I found a couple related questions, but no definitive answer from the Google team, for this particular question:

Is a Cloud DataFlow job, writing to BigQuery, limited to the BigQuery quota of 100K rows-per-second-per-table (i.e. BQ streaming limit)?

google dataflow write to bigquery table performance

Cloud DataFlow performance - are our times to be expected?


Edit: The main motivation is to find a way to predict runtimes for various input sizes.

I've managed to run jobs which show > 180K rows/sec processed via the Dataflow monitoring UI. But I'm unsure if this is somehow throttled on the insert into the table, since the job runtime was slower by about 2x than a naive calculation (500mm rows / 180k rows/sec = 45 mins, which actually took almost 2 hrs)

1

1 Answers

6
votes

From your message, it sounds like you are executing your pipeline in batch, not streaming, mode.

In Batch mode, jobs run on the Google Cloud Dataflow service do not use BigQuery's streaming writes. Instead, we write all the rows to be imported to files on GCS, and then invoke a BigQuery load" job. Note that this reduces your costs (load jobs are cheaper than streaming writes) and is more efficient overall (BigQuery can be faster doing a bulk load than doing per-row imports). The tradeoff is that no results are available in BigQuery until the entire job finishes successfully.

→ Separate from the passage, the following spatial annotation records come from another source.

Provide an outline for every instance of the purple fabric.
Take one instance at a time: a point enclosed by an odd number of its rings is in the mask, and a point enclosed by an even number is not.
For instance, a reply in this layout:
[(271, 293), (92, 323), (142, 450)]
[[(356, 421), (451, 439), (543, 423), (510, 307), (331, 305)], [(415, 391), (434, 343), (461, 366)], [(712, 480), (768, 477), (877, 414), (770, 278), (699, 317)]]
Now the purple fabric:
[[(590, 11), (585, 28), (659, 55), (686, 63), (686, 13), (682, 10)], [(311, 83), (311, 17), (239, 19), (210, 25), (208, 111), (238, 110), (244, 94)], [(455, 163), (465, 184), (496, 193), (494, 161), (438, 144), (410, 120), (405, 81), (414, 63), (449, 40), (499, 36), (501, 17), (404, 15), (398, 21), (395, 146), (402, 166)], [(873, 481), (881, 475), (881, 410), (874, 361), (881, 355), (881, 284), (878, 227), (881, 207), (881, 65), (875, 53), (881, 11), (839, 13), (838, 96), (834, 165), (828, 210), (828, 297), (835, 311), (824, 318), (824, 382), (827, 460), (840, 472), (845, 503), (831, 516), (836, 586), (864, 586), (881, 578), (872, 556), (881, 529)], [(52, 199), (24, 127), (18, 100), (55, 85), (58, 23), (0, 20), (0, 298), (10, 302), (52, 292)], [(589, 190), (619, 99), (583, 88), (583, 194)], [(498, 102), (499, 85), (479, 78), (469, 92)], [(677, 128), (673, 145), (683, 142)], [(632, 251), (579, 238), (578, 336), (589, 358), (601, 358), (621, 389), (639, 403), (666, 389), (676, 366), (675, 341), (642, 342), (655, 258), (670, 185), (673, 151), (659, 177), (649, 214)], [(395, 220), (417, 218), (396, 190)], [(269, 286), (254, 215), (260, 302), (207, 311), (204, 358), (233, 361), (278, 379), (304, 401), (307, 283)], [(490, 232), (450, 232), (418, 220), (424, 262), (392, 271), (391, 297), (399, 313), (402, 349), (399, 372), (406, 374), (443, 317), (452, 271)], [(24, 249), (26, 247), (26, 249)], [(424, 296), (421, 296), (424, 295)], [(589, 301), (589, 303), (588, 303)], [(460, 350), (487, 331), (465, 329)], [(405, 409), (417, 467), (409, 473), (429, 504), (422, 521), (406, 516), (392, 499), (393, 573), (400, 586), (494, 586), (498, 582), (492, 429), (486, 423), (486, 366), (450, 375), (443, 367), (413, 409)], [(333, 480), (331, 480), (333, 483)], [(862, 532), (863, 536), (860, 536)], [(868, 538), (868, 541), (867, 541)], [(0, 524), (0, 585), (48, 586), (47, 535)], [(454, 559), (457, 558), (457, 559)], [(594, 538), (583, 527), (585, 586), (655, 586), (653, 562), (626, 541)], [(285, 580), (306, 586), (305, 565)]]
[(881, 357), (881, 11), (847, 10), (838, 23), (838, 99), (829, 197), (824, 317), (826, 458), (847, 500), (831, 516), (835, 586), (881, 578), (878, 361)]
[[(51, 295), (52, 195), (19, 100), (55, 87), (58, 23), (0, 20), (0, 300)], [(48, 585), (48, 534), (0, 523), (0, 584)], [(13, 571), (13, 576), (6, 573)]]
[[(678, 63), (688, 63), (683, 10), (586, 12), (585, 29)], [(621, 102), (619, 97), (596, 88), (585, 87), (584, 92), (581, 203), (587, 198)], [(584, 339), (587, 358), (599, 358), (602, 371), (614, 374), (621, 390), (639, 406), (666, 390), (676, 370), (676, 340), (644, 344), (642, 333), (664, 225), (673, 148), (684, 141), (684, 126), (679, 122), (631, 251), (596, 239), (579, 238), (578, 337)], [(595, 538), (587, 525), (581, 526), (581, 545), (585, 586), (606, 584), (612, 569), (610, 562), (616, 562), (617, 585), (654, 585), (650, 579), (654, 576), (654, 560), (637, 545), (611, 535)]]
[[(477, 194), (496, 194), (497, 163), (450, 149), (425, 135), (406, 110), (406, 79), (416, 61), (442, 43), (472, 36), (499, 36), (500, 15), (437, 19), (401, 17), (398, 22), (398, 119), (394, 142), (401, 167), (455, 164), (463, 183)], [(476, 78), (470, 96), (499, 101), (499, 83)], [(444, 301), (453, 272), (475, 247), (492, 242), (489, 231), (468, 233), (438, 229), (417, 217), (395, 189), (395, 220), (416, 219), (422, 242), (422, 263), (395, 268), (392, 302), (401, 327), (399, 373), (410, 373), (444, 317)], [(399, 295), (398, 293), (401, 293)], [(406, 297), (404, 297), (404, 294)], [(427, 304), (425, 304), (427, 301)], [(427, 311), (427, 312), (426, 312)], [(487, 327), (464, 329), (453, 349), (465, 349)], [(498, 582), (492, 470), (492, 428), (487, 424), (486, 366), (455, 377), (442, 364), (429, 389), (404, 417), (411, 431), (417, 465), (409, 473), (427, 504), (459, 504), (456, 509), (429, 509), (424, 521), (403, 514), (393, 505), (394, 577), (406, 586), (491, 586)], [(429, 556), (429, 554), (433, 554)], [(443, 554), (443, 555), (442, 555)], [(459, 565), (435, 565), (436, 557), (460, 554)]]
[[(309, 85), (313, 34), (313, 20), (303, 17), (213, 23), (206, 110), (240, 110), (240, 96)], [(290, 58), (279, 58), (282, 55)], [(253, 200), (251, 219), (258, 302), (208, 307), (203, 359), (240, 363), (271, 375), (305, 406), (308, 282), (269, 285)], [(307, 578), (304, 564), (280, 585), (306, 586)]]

Load jobs are not limited by a certain number of rows/second, rather it is limited by the daily quotas.

In Streaming mode, Dataflow does indeed use BigQuery's streaming writes. In that case, the 100,000 rows per second limit does apply. If you exceed that limit, Dataflow will get a quota_exceeded error and will then retry the failing inserts. This behavior will help smooth out short-term spikes that temporarily exceed BigQuery's quota; if your pipeline exceeds quota for a long period of time, this fail-and-retry policy will eventually act as a form of backpressure that slows your pipeline down.

--

As for why your job took 2 hours instead of 45 minutes, your job will have multiple stages that proceed serially, and so using the throughput of the fastest stage is not an accurate way to estimate end-to-end runtime. For example, the BigQuery load job is not initiated until after Dataflow finishes writing all rows to GCS. Your rates seem reasonable, but please follow up if you suspect a performance degradation.